Fri, May 09, 2003 - Page 8 News List

A look at the psychology of SARS

By Tam Kin-man 譚健民

Because the etiology of severe acute respiratory syndrome (SARS) is still difficult to ascertain, the medical world does not have a clear understanding of SARS or of appropriate response measures. Unfortunately, on April 24 the public health authorities gave an administrative order to seal off Taipei Municipal Hoping Hospital. All medical workers, patients and visitors were immediately and forcibly quarantined inside the hospital, a measure which led to a major backlash on the part of those affected.

The crux of the dispute was that the hospital didn't institute different levels of quarantine for SARS patients and those individuals who had not been infected. This caused some healthy people who were quarantined to suffer severe discomfort, anxiety, fear and even loss of self-control.

SARS has already had a major impact on the mental health of our society. It has not only highlighted the lack of vigilance among the general public regarding the spread of contagious disease. On the other hand, excessive self-defense measures on the part of the public can lead to a lack of trust between people and even the projection of negative emotions.

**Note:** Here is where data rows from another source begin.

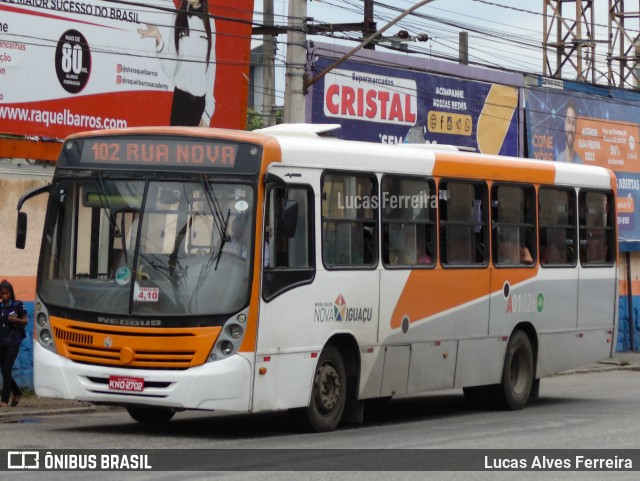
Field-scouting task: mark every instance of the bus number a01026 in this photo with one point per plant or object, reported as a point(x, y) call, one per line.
point(168, 153)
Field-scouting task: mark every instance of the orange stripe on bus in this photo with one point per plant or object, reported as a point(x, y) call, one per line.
point(430, 292)
point(453, 164)
point(24, 287)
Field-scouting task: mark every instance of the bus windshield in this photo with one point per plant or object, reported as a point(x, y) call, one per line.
point(149, 248)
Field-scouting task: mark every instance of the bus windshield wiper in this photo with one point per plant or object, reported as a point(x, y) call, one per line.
point(219, 220)
point(104, 201)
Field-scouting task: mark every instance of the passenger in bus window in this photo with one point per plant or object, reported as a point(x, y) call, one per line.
point(525, 255)
point(191, 37)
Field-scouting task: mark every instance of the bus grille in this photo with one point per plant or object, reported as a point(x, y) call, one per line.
point(135, 348)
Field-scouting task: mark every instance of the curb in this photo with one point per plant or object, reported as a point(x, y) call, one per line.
point(7, 416)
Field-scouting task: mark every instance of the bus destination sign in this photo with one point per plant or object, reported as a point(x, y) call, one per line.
point(163, 153)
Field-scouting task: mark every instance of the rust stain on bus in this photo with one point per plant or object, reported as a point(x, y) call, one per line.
point(150, 347)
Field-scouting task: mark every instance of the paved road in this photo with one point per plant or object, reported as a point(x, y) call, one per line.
point(591, 410)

People may be misled into believing that pathogens are lurking everywhere. At the same time, while surgical masks have isolated the virus, they have also isolated feelings of friendship, trust and goodwill between people and created enormous "alienation" in society.

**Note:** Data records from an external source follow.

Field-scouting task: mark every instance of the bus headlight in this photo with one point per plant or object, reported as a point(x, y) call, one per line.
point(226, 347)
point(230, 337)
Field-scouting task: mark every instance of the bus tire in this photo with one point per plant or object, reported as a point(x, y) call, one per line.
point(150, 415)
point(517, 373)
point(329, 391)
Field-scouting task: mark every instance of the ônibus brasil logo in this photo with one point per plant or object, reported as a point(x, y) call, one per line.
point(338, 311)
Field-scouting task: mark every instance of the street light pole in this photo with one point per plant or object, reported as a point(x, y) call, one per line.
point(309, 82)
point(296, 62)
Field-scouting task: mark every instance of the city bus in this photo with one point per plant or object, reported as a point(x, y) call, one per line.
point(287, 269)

There are quite a few members of the public as well as a small number of medical personnel who don't properly understand SARS and therefore contribute to an ineffable and unnecessary sense of panic. Thus I would like to take this opportunity to boost morale by sharing a new interpretation of "SARS," developed by the people of Hong Kong.

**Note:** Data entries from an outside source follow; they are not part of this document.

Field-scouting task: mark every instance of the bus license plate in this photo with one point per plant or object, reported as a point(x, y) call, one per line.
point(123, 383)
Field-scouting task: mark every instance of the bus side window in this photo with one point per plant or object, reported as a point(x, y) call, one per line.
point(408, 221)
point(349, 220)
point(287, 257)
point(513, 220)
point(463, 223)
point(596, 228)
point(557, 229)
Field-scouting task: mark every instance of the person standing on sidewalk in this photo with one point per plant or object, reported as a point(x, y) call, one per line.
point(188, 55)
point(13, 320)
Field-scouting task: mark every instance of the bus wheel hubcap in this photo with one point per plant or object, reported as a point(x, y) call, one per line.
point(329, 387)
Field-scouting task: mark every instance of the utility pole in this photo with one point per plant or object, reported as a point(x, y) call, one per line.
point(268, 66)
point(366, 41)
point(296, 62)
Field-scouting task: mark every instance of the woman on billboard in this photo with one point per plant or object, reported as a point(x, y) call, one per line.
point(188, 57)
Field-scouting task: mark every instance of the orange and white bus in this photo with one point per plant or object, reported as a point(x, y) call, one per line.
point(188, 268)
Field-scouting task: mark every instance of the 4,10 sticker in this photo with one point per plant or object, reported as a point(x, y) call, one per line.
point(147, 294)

"S" is for "sacrifice." SARS is a highly contagious disease with causes that are not fully understood and everyone living in this environment has the potential to become infected. What is certain, however, is that the vast majority of individuals who are infected will produce neutralizing antibodies in response. Only a very small minority of cases result in death, usually because the patient is elderly and has long suffered from a chronic disease. All probable SARS cases must therefore be sent to a hospital for treatment or put into quarantine.

The medical personnel responsible for caring for SARS patients, as well as patients' families, must accept the risk of being infected in order to devote themselves to the care and rescue of those with the disease. Their actions demonstrate the power of familial love and the traditional spirit of noble sacrifice and selfless service on the part of health workers.

"A" is for "appreciation." Both SARS patients in isolation wards and suspected cases quarantined in their homes should be appreciative of the hard-working public health authorities and medical personnel. They should also treasure the sacrifices made by medical personnel and their own family members. Meanwhile, everyone should be thankful to patients and those in quarantine because they have accepted restrictions on their own freedom to safeguard the health of the entire population.

"R" is for "reflection." SARS patients, their friends and relatives, and health care providers should all reflect carefully on their respective roles. Could certain suspected-SARS patients sacrifice their own interests and accept quarantine to avoid spreading the virus to those around them and causing the epidemic to spin out of control? And could those who are close to SARS patients give them timely condolences and encouragement?